As soon as I had done the continuous line drawings - drawing (mostly) without looking - of the weathered oyster shells and mermaids purses I collected from the beach at Eastbourne I could see that they would make great stitched designs, and had potential for incorporating into my Narrative Thread work for Diversity.
I want to put them on rusted fabric, as the colours are so sympathetic with the subjects, but I have had problems stitching into rusted fabric in the past; my 'prima donna' top end sewing machine refuses point blank to stitch through it, with the message STOP FOR SAFETY REASONS. Personally I think it is getting over dramatic, but there's no arguing with it. My workhorse semi-professional machine behaves a little better, but you can tell it's not really happy. I've tried various combinations of fine needles and different threads, but I think the oxidised metal clogs up the weave and makes tension very difficult to control.
So I've decided to stitch first and rust later. The samples are testing out different combinations of quilt sandwich and a variety of background treatments.

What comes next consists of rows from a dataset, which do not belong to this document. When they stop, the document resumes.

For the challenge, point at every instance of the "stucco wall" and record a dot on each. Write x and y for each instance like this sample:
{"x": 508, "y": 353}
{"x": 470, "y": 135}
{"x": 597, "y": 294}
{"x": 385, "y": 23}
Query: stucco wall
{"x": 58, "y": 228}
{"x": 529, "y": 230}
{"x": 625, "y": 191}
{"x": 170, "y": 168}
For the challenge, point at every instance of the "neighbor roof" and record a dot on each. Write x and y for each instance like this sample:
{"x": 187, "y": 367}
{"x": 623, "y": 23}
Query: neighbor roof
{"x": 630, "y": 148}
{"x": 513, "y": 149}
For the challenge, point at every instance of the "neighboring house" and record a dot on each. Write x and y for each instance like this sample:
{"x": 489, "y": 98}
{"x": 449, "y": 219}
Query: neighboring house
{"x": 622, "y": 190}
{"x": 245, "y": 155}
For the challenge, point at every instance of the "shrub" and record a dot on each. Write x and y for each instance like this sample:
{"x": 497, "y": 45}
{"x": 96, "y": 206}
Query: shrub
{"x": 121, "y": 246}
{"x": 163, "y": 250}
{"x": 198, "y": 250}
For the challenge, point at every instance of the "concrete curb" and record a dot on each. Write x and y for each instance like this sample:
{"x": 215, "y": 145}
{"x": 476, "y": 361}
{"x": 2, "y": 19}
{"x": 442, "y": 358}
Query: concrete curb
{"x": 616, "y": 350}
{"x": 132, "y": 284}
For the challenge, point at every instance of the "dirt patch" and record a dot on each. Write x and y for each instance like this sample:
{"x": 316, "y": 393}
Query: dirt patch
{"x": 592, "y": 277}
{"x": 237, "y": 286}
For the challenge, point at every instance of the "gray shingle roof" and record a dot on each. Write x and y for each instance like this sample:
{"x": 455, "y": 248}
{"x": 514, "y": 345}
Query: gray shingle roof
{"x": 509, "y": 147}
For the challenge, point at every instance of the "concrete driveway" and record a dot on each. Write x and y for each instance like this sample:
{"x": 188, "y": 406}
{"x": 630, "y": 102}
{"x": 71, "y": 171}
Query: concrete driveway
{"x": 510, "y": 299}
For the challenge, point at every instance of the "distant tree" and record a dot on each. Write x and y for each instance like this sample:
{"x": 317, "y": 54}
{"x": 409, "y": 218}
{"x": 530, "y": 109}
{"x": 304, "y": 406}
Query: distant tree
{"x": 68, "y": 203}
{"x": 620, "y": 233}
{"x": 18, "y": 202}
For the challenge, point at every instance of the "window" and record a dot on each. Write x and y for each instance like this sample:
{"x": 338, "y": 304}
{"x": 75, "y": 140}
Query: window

I'm pretty happy with the 'drawing', each slightly different but quite recognisable. I wanted to densely stitch the background so that the images gained dimension,
and I've tried conventional quilt sandwiches with white cotton, hand and machine stitched, linen with felt and linen with felted blanket.
I though this was going to be too heavy, but once the the stiffness of the quilted background might be a good thing. I think I'm going to leave the edges raw, so it's important how the backing and wadding reacts to the rust too.
Next step layer them up with rusty finds and tea a wait and see what happens!